PGStats · Posted 04-01-2017 12:04 AM

Here is something you could do. I added id=103, a more complex case involving a succession of stays.

data have;
   informat id $5. adm_date  dis_date yymmdd8.  site $5.;
   format adm_date dis_date yymmdd10.;
   input id adm_date dis_date site;
cards;
101 20160110 20160120 1234
101 20160115 20160118 1235
101 20160125 20160128 1235
102 20160110 20160118 1234
102 20160110 20160112 1235
103 20160110 20160112 1234
103 20160112 20160115 1235
103 20160115 20160120 1237
103 20160116 20160118 1236
;

data temp;
set have;
obs = _n_;
run;

proc sql;
create table overlap as
select a.obs as from, b.obs as to
from 
    temp as a inner join 
    temp as b on a.id=b.id and 
        b.adm_date between a.adm_date and a.dis_date; 
*select * from overlap;
quit;

%include "&sasforum\subgraphsmacro.sas" / source2;

%subgraphs(overlap);

proc sql;
create table stays as
select 
    a.clust as stayId,
    b.*
from clusters as a inner join 
    temp as b on a.node=b.obs
order by a.clust, b.adm_date, b.obs;
*select * from stays;
quit;

data want;
do until(last.stayId);
    set stays; by stayId;
    if first.stayId then do;
        adm_d = adm_date;
        adm_site = site;
        end;
    if dis_date >= dis_d then do;
        dis_d = dis_date;
        dis_site = site;
        end;
    end;
output;
format adm_d dis_d yymmdd10.;
keep id adm_d dis_d adm_site dis_site;
run;

proc print data=want noobs; run;

The subgraphs macro is attached.

PG

View solution in original post

collinelliot · Posted 03-31-2017 03:40 PM

I'm not following your logic based on the "want" results.

You're keeping two records for 101, which suggests that the site is part of your grouping, but for 102 you only keep one record, even though they have different sites.

I think you're wanting to keep the records that have the largest stay, but I'm wondering if you can clarify.

Or just wait and see if others get it and give you what you want.

DeepakSwain · Posted 03-31-2017 03:50 PM

Hi collinelliot,
Here site is not a criteria, date range is the criteria.

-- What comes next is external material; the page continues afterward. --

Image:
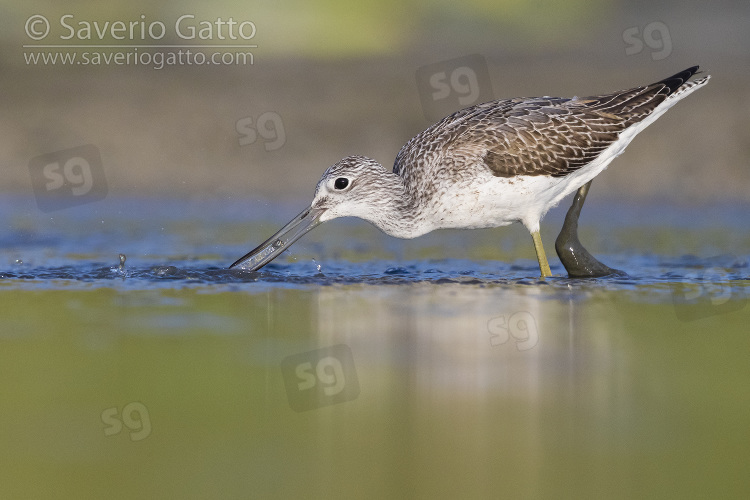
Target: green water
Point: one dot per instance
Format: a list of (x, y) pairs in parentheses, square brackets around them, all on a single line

According to business rule, the largest admission period will be kept and sub-admission record will be deleted.
Regards,

Swain

ballardw · Posted 03-31-2017 03:47 PM

What if you have data that looks like this:

101 20160110 20160120 1234
101 20160115 20160127 1235
101 20160125 20160128 1235

where you have a partially overlap and not completely within the duration of another visit? Would you still want the second record removed?

DeepakSwain · Posted 03-31-2017 03:57 PM

Hi ballardw,

You read my mind. Actually I were waiting to raise this issue in my subsquent mail once I got partial solution to remove the observations having admission period within the maximum duration of admission.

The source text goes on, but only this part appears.